Courtesy of Comptroller Stringer’s Office
Comptroller Stringer’s report noted that the New York Panel on Climate Change estimates that under certain extreme but conceivable scenarios “sea level rise by the end of this century could raise daily tidal flooding to levels even more severe than that which occurred during [Superstorm] Sandy.”
By Michael V. Cusenza
As of March 31 of this year, the City had spent only 54 percent of a combined $14.7 billion in federal Superstorm Sandy funding, including money allocated to repair infrastructure, help homeowners recover, and implement large-scale resiliency projects, according to a searing new report released on Thursday by City Comptroller Scott Stringer.
In “Safeguarding our Shores: Protecting New York City’s Coastal Communities from Climate Change,” NYC’s fiscal watchdog details what he has characterized as the imminent threat posed by rising sea levels and the City’s slow pace of investment on essential resiliency projects. Of $10.3 million in Federal Emergency Management Agency funds designated towards repairing and improving components of the public infrastructure of the five boroughs, the City has spent only 44 percent of available funds, including just 20 percent of funds allocated to NYC Health + Hospitals. Additionally, just 41 percent of funds allocated to the New York City Housing Authority, and 57 percent of funds allocated to the School Construction Authority, have been spent.
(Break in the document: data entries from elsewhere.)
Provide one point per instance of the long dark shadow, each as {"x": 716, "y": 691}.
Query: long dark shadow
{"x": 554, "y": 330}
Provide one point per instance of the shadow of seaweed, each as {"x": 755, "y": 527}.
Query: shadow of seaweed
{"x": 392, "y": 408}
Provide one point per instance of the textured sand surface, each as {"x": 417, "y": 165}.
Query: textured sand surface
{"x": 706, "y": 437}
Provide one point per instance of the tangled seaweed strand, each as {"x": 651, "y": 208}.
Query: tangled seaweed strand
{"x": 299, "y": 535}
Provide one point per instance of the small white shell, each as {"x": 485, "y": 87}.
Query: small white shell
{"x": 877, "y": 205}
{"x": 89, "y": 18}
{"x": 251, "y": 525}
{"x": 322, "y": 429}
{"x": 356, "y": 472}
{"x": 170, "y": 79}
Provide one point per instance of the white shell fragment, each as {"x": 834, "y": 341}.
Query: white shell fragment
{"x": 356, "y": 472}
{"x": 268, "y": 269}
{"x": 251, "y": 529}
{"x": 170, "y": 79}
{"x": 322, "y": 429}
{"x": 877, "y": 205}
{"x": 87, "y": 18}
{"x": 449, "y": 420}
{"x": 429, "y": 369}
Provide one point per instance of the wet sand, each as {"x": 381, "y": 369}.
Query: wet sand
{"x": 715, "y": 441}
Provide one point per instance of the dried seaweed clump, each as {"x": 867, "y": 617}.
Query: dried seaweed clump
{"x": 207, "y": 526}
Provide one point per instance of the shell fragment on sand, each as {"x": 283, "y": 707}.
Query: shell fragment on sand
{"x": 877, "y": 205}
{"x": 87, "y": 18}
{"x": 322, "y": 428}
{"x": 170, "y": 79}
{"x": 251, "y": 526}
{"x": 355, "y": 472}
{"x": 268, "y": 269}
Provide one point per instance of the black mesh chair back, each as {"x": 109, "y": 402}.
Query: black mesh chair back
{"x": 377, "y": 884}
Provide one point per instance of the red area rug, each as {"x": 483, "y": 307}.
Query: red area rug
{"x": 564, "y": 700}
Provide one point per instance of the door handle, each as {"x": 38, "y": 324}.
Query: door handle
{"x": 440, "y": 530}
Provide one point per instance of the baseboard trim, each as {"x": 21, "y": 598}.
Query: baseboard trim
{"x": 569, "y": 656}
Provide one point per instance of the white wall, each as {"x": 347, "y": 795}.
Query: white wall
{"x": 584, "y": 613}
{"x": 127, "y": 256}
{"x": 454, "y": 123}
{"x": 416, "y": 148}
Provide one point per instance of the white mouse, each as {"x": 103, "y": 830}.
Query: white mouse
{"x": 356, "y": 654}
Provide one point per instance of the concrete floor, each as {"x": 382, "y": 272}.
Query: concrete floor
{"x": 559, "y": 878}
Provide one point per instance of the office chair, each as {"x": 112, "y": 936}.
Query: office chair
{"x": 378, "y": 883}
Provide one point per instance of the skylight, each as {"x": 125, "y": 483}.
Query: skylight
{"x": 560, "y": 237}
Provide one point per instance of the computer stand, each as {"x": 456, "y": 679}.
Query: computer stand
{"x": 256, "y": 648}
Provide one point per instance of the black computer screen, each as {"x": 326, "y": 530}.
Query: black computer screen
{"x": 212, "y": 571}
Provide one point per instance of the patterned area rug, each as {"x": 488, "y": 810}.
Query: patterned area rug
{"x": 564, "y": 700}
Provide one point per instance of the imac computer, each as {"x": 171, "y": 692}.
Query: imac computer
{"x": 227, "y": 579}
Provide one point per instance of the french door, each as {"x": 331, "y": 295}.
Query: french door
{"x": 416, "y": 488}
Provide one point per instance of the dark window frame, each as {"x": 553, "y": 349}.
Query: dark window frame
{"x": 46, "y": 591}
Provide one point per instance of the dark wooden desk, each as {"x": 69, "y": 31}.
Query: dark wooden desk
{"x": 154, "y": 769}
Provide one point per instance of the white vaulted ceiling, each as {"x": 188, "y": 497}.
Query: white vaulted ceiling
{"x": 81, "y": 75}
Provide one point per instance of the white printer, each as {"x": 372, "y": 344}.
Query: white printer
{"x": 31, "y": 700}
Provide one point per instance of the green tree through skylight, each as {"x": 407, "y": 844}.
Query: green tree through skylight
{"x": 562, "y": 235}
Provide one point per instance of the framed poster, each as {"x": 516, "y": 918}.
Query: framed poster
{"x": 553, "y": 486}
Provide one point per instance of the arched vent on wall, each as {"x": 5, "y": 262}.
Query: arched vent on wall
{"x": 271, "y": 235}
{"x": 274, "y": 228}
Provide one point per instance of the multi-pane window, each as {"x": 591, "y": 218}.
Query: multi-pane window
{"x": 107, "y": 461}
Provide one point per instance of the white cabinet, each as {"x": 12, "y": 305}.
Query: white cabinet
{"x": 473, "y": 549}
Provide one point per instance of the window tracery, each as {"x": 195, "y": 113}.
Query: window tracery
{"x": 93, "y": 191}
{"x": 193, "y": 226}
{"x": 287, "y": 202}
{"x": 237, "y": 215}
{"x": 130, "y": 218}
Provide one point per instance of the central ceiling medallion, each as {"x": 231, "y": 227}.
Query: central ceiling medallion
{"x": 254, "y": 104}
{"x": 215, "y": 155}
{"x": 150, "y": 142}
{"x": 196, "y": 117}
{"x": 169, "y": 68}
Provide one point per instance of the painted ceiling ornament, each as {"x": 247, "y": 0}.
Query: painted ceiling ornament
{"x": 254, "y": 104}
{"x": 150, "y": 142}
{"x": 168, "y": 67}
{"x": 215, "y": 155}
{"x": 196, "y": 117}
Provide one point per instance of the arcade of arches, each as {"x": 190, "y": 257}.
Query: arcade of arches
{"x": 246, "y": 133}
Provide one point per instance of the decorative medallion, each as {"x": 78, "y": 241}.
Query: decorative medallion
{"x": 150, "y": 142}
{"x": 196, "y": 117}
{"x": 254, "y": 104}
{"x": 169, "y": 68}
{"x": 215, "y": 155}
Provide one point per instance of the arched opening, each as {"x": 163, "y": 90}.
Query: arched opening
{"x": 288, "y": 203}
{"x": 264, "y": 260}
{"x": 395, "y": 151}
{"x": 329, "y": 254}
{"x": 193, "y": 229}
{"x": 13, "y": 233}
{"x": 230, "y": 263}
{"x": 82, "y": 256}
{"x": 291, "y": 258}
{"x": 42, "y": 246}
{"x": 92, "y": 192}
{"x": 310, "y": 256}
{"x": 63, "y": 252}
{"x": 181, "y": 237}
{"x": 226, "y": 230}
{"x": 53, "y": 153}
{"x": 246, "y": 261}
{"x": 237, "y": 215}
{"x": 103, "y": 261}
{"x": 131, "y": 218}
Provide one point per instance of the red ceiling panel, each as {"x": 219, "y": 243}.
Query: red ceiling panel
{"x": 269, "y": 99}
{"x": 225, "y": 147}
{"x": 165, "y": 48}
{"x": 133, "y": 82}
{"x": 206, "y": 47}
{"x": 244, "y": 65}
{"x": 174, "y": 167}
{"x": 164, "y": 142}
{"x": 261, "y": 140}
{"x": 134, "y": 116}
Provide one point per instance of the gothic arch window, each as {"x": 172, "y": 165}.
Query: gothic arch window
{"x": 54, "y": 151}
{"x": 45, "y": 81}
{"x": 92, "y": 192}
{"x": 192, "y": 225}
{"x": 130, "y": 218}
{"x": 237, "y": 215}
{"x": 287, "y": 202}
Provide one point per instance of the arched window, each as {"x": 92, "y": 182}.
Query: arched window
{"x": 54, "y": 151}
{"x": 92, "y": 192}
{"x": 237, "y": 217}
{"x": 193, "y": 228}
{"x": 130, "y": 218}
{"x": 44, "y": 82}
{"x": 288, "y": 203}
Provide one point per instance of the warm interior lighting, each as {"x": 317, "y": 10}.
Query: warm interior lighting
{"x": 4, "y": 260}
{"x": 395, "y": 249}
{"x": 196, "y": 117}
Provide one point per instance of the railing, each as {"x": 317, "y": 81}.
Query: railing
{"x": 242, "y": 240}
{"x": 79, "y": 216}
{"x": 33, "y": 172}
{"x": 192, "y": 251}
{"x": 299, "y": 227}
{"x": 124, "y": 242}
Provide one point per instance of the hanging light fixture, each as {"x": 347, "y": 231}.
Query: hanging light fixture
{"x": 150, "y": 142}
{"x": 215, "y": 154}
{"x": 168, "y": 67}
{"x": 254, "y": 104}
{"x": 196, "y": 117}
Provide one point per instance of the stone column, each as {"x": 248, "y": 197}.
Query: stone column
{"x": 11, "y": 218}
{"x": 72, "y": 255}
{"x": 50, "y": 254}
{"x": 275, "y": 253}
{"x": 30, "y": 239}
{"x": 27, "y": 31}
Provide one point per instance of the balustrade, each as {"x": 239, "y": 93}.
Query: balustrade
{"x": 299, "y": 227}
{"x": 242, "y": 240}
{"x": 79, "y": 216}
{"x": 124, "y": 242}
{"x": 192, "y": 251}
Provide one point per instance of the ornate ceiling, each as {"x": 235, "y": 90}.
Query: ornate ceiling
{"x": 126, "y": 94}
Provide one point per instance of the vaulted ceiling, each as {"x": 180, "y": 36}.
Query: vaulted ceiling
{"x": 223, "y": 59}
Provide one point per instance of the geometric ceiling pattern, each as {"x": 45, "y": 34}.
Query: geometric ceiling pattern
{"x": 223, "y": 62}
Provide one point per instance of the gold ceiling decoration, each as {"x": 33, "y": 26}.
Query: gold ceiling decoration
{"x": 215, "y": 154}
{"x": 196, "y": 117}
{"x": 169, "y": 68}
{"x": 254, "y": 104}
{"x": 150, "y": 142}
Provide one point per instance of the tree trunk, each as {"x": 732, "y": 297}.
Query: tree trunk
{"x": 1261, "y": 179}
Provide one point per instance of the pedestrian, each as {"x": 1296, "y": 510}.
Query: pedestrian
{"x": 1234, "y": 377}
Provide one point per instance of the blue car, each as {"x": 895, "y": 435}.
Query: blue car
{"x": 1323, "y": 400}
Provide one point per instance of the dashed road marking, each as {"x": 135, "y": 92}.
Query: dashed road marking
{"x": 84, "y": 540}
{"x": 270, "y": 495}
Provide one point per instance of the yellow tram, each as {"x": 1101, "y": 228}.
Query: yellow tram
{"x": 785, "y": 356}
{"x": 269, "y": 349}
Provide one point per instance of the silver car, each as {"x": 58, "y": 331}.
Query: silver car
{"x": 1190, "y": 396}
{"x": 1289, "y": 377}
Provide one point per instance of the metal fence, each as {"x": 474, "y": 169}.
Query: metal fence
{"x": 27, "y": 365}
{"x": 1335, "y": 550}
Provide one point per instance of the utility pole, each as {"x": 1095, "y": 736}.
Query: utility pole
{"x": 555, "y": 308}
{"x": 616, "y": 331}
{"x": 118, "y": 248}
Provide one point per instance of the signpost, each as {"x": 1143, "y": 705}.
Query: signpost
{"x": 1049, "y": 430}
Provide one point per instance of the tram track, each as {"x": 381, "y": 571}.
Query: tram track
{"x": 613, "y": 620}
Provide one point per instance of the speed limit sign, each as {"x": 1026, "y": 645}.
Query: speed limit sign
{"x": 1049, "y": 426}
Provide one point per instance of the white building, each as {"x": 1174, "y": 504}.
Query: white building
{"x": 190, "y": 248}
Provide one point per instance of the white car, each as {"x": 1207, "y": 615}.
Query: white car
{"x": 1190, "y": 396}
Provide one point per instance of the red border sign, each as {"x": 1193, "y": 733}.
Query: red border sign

And of the $4.2 million in the U.S. Department of Housing and Urban Development dollars allocated for programs like “Build It Back,” business recovery, and resiliency projects, 79 percent of funds have been spent. However, Stringer pointed out that the City has spent only 14 percent of funding allocated for urgent, substantial resiliency undertakings such as the East Side Coastal Resiliency Plan and the Hunts Point Lifelines Plan, in addition to raised shorelines in Breezy Point, Coney Island, and Sheepshead Bay.
“After seeing the devastation left behind by Superstorm Sandy, with some residents still not in their homes more than six years later, it is baffling that the City has only spent 54 percent of the $14.7 billion in federal funding for repairs due to the storm, according to NYC Comptroller Scott Stringer’s recent report,” said State Sen. Joe Addabbo, Jr. (D-Howard Beach).
Stringer said he’s calling on the federal government to cut red tape and streamline the flow of disaster aid dollars and is urging the City to accelerate the pace of spending on resiliency infrastructure and implement new strategies to protect all coastal communities. For example, just one program covered by FEMA-Public Assistance reimbursement—the City’s Rapid Repair program—required the City to produce 100 million pages of documentation to the federal government. The City also has been obligated to initiate as many as 12,841 environmental reviews to access Community Development Block Grant-Disaster Recovery funding, each of which take time and help slow down the pace of City spending of federal dollars, according to the comptroller.
“It’s not a question of whether New York will be hit by another superstorm like Sandy, but when. Yet six years after Sandy hit, we still haven’t fully recovered and many of the City’s homes, businesses, schools and hospitals remain dangerously exposed to the next storm. We have to do more, and we have to do it now,” Stringer added. “Safeguarding our shorefront is not a priority we can kick down the road – it’s an emergency. Lives are at stake, homes and businesses are on the line, and futures hang in the balance. We need to act with the urgency that our climate crisis demands because time is not on our side.”